Retroperitoneal fibrosis is a rare entity still not sufficiently clarified. The new hybrid molecular imaging methods give promising results in the evaluation of the activity of the disease, as they are more informative than standard radiology techniques. It seems that FDG PET/CT examination of RPF could be more comfortable and more accurate, with less radiation burden than different separate imaging studies acquired at different points in time. This could be important especially in patients with renal impairment in whom administration of i.v. contrast agents cannot be performed on MDCT.

FDG PET/CT can be a valuable tool in detecting disease activity, particularly in asymptomatic patients with RPF with acute phase reactant increase [17]. A special role of molecular imaging can be in the quantification and prediction of therapeutic response and in tailoring medical therapy [10, 15, 16, 20]. Hybrid imaging can predict therapy response outcome and predict the best time for stent removal [15, 20].
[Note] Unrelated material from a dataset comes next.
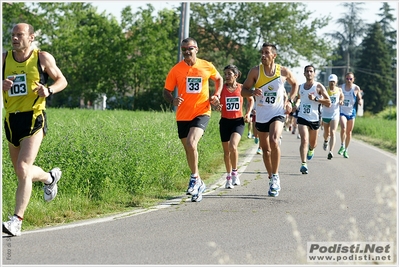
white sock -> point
(49, 179)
Inflammatory markers alone have limited correlation with PET parameters in the evaluation of RPF. However, in patients with ureteral involvement, CRP together with BUN and serum creatinine has a significant correlation with PET/CT results. PET/MR has a potential advantage in small lesions and has reduced radiation exposure in comparison to PET/CT. However, PET quantification parameters have potentially higher diagnostic value over MR parameters in the evaluation of RPF [19]. Further prospective multicenter studies are necessary to confirm these finding and this hypothesis and refine the clinical role of molecular imaging in retroperitoneal fibrosis.